Much of the remains had deteriorated, University of Florida forensic anthropologist Phoebe Stubblefield told the Associated Press. Stubblefield, a descendant of a massacre survivor, is helping with the excavation.

“Those skeletal remains are not in great condition,” state archaeologist Kary Stackelbeck said. “They’re not the worst condition we have seen.. but they’re not the best.”

While researchers have to remain cautious, Stackelbeck told the AP, “we have a high degree of confidence that this is one of the locations we were looking for.”

Neither the coffins nor the remains have been moved. Another set of remains were found nearby on Tuesday.

The discovery marks the latest turn in a nearly century-long saga, which began when a white mob attempted to lynch a young Black man over allegations he attacked a white woman. A group of Black men defended the boy against the mob, sparking a fight that the mob escalated into a two-day long riot. White vigilantes, alongside Tulsa police and the National Guard, razed the Greenwood District, a Black neighborhood so prosperous it was known at the time as Black Wall Street.

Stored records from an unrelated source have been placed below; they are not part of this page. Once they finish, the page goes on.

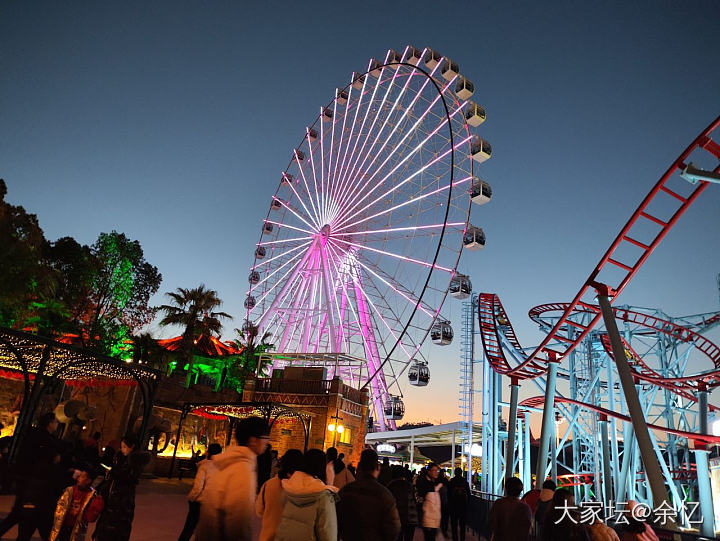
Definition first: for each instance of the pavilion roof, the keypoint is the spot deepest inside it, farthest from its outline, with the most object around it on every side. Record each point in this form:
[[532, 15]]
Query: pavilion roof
[[205, 345]]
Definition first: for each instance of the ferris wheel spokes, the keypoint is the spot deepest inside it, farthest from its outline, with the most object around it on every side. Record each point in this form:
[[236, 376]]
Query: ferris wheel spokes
[[392, 152]]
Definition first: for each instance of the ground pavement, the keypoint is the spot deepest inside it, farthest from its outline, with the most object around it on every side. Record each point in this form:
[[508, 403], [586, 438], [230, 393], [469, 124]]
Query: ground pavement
[[160, 509]]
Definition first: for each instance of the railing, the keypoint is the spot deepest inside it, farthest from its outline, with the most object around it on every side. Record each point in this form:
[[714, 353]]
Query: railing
[[479, 509], [292, 386]]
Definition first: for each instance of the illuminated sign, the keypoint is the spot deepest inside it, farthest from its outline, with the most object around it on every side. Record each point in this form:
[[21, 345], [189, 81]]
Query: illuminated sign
[[385, 448]]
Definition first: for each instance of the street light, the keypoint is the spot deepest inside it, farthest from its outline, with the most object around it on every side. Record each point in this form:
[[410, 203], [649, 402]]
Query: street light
[[335, 427]]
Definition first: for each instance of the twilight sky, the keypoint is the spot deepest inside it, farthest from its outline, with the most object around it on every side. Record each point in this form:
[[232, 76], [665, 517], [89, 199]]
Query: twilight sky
[[170, 122]]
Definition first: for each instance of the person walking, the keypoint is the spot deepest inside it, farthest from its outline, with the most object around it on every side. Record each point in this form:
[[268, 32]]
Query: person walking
[[118, 492], [599, 531], [385, 476], [228, 502], [562, 521], [309, 513], [271, 498], [330, 456], [509, 518], [458, 500], [343, 476], [444, 509], [428, 490], [404, 493], [77, 507], [205, 469], [543, 504], [37, 492], [367, 510]]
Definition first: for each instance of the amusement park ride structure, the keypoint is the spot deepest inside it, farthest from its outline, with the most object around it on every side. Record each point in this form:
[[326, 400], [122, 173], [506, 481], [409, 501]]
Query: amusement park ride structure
[[636, 416], [360, 246]]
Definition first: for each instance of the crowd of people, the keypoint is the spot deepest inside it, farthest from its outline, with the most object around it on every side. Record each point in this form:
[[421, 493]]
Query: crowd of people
[[316, 496], [550, 514], [54, 486]]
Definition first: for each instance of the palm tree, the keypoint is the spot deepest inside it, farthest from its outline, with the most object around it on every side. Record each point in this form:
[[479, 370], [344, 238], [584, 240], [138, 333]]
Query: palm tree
[[252, 348], [193, 309]]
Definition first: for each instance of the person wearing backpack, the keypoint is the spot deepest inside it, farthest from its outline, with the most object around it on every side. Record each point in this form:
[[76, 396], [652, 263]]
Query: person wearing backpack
[[458, 499]]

Over the course of May 31 and June 1, 1921, up to 300 Black Tulsans were killed and many more displaced. Forty square blocks of Greenwood—home to residential areas and thriving Black businesses—were burned to the ground.

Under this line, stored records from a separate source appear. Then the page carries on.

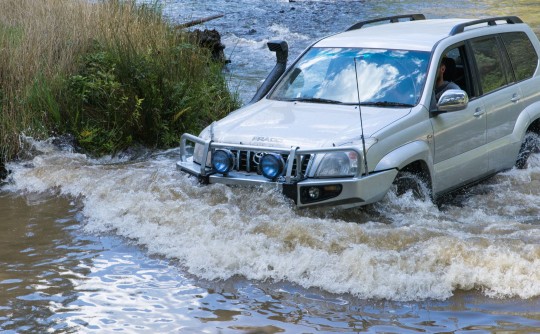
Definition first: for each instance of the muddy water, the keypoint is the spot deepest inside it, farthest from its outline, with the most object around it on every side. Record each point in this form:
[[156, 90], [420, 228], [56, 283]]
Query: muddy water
[[131, 245]]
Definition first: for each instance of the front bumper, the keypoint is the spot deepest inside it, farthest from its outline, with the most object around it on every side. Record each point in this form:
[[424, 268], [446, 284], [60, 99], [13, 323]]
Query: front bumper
[[347, 192]]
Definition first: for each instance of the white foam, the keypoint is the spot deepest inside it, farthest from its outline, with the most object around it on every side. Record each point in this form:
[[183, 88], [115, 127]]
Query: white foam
[[401, 249]]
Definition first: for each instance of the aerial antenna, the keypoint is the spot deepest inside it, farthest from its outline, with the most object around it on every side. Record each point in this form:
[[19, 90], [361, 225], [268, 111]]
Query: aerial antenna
[[361, 122]]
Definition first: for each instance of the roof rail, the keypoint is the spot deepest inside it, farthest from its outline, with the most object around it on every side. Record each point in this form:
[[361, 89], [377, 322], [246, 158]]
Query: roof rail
[[391, 19], [492, 21]]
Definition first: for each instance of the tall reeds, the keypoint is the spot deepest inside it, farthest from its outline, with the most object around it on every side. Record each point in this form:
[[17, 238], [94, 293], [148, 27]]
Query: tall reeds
[[112, 73]]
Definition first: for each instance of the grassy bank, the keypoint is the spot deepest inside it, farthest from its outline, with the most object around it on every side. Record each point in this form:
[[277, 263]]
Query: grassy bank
[[111, 73]]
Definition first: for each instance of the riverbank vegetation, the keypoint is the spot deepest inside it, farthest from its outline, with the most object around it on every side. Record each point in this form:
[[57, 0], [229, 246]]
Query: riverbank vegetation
[[111, 73]]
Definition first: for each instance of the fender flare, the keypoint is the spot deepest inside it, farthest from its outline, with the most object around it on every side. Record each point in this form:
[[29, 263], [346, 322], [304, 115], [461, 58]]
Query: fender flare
[[406, 154], [533, 111]]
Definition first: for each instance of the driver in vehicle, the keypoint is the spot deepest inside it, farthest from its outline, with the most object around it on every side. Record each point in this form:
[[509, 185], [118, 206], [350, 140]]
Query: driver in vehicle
[[442, 85]]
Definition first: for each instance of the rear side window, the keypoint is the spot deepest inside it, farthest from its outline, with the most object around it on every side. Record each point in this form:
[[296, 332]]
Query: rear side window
[[522, 54], [489, 63]]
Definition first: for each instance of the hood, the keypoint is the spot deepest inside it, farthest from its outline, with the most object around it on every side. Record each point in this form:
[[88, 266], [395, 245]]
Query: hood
[[286, 124]]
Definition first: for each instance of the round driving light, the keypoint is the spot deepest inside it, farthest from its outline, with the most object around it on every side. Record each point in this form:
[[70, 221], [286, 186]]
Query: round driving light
[[271, 165], [314, 192], [222, 161]]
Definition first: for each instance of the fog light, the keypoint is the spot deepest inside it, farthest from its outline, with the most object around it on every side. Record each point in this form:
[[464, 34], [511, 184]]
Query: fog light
[[271, 165], [222, 161], [314, 193]]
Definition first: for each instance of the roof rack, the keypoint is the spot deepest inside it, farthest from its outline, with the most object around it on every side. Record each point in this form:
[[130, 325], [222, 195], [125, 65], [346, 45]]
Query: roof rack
[[492, 21], [391, 19]]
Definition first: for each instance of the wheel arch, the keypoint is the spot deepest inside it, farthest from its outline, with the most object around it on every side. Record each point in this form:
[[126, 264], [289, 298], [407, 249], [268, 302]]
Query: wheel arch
[[414, 157]]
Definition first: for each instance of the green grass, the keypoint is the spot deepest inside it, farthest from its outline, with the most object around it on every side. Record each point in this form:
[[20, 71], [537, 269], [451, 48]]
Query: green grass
[[112, 74]]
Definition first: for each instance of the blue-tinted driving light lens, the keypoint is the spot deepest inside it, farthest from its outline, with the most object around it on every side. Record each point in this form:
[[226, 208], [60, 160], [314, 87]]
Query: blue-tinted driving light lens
[[272, 165], [222, 161]]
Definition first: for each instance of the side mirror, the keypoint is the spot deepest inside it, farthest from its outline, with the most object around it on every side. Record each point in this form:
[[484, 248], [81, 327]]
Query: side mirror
[[453, 100]]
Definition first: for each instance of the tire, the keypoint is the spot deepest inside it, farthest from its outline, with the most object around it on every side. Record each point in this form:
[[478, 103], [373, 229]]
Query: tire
[[531, 144], [416, 183]]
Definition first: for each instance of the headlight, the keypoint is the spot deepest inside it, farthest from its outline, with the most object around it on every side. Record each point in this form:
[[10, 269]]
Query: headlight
[[222, 161], [271, 165], [338, 164]]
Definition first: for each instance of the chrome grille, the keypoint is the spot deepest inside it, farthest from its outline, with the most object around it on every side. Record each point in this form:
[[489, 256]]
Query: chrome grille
[[247, 161]]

As the New York Times reports, city officials forbade funerals, and victims of the racial violence were buried hastily “without death certificates or other records.”

Scott Ellsworth, a University of Michigan historian who has worked on the recovery of the Tulsa riot graves for decades, told the AP in December that many victims were buried in mass graves while their surviving family members were detained under martial law. The survivors were never told “whether their loved one died or where they were buried” the AP writes.

One exception is the “Original 18”—victims identified in a ledger from a white-owned funeral home billing the city for a group of burials. The document listed the names of 13 victims, and another five unnamed ones, noting the cause of death was “gunshot wounds.” But it didn’t list where the victims had been buried.

Researchers believe the site where the mass grave was discovered on Wednesday could be where some of the “Original 18” are buried.

City officials hope the discovery of the victims can provide some sense of closure to a city that has long struggled to grapple with its racist past, particularly as the violence of 1921 receives more international attention. The massacre has been a central part of two recent TV shows, Watchmen and Lovecraft Country, and NBA stars LeBron James and Russell Westbrook are producing two separate documentaries on the crisis.

But Tulsa native Damario Solomon-Simmons, an attorney who is currently representing living survivors of the massacre in a lawsuit, says the city needs to go even further with its reckoning.

“Nearly 100 years after the massacre, Black people in Tulsa are far more likely than their white counterparts to experience poverty, police violence, and incarceration,” Solomon-Simmons wrote in a recent op-ed for The Root. He noted that two survivors of the massacre, 105-year-old Lessie Benningfield Randle and 106-year-old Viola Fletcher have “yet to receive a cent” for the losses they’ve endured, in spite of the government’s role in perpetuating the massacre.

In the meantime, Greenwood itself has yet to recover from the devastation. Earlier this year, the neighborhood’s chamber of commerce started a GoFundMe to help rebuild “Black Wall Street.” As of October 22, it had raised a little more than $36,000 of its $1 million goal.

“The fires will continue to burn,” Solomon-Simmons wrote, “unless people with public platforms—whether in the entertainment industry, in government office, on the campaign trail—use their voice and power to support the Black Tulsa community’s fight for reparations.”